ICE long-distance trains

Intercity-Express rail

Intercity-Express rail

DB ICE trains stop right under LEJ’s Zentralterminal

Intercity-Express (ICE) long-distance trains call at Leipzig/Halle Airport’s underground station directly beneath the Zentralterminal, so you step off the plane, ride one set of escalators down, and you’re on the national rail network heading toward Berlin, Frankfurt, or Munich without detouring via Leipzig Hbf.

These are full Intercity-Express services run by Deutsche Bahn, sharing tracks with freight and regional trains on the north–south corridor that links Leipzig/Halle with hubs like Berlin Hbf and Frankfurt (Main) Hbf, which is why rail nerds like this stop and also why the station platforms can be loud when a freight consist blasts through at over 100 km/h.

Unlike the S-Bahn, ICE trains at LEJ do not run every 15 minutes; they follow long-distance patterns with gaps of 30–60 minutes or more on some routes, so you treat them like a pre-booked leg on your itinerary rather than something you bank on catching on a whim between a 14:05 arrival into Terminal B and a 15:00 rail connection.

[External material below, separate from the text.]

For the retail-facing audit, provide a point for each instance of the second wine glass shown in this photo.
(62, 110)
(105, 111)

On price, you’re looking at Sparpreis or Flexpreis tickets bought via DB, and many frequent flyers tie their ICE segment into a Rail&Fly-style booking that names “Leipzig/Halle Flughafen” as origin or destination, instead of buying a separate ICE to “Leipzig Hbf” plus a €3–€5 S-Bahn add-on.

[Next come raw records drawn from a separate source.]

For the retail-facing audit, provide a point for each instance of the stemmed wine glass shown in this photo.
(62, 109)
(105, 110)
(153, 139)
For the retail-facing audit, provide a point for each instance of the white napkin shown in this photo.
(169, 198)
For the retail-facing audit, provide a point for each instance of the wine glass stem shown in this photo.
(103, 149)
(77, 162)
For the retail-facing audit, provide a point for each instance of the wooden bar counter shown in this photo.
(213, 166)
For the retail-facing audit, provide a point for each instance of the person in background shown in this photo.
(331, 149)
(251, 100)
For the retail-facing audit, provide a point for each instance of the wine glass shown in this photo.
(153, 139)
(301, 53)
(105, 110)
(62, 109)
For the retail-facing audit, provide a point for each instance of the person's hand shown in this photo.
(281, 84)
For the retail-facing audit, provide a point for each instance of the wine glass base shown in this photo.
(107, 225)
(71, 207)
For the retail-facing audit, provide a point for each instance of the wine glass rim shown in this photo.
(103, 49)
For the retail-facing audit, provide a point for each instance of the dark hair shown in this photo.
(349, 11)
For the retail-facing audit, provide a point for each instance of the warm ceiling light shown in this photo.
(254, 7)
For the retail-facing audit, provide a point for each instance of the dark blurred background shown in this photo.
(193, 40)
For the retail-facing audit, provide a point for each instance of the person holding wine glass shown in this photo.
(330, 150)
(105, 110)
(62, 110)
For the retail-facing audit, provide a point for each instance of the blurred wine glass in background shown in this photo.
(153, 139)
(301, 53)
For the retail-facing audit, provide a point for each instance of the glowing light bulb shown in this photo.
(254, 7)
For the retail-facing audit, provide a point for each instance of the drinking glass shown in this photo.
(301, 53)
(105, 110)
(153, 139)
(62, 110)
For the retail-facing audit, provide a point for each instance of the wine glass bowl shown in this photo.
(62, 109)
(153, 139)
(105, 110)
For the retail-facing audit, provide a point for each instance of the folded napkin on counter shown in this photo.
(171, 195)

Step-by-step from plane to ICE: 1) Deplane in Zentralterminal or B and follow “Airport Railway Station” signs. 2) Take the escalator or lift down one level to the station concourse. 3) Check DB departure boards for your ICE number and platform, usually Gleis 1 or 2. 4) If needed, buy or print your ticket at the red DB machines. 5) Head down one more level to the correct platform and stand clear when non-stopping trains pass at speed.

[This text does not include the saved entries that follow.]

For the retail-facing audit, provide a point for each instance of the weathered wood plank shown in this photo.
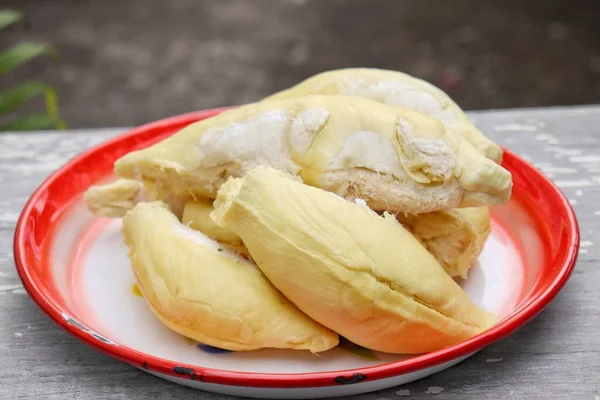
(557, 355)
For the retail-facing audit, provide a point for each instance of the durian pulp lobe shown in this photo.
(455, 237)
(395, 89)
(215, 297)
(361, 275)
(199, 158)
(196, 215)
(113, 199)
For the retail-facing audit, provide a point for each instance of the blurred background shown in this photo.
(126, 62)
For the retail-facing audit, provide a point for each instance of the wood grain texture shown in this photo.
(557, 355)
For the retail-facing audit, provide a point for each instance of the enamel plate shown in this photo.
(76, 269)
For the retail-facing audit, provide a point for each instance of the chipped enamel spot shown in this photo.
(305, 127)
(201, 239)
(429, 156)
(400, 94)
(367, 149)
(259, 140)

Complaints from regulars focus on reliability: if there is disruption on the Berlin–Munich or Frankfurt–Leipzig ICE lines, airport stops are sometimes dropped or heavily delayed, so using an ICE for a tight sub-45-minute connection to a flight out of LEJ is asking for trouble compared with the clockwork S-Bahn S5 or S5X.

What regulars actually do: they check the DB Navigator app 30–60 minutes before relying on an ICE to make a connection, keep the S-Bahn in mind as a backup, and aim for an earlier ICE into the airport than strictly needed, so a cancellation or 20-minute delay doesn’t blow the flight; build the buffer and treat the ICE as your main line, not your only line.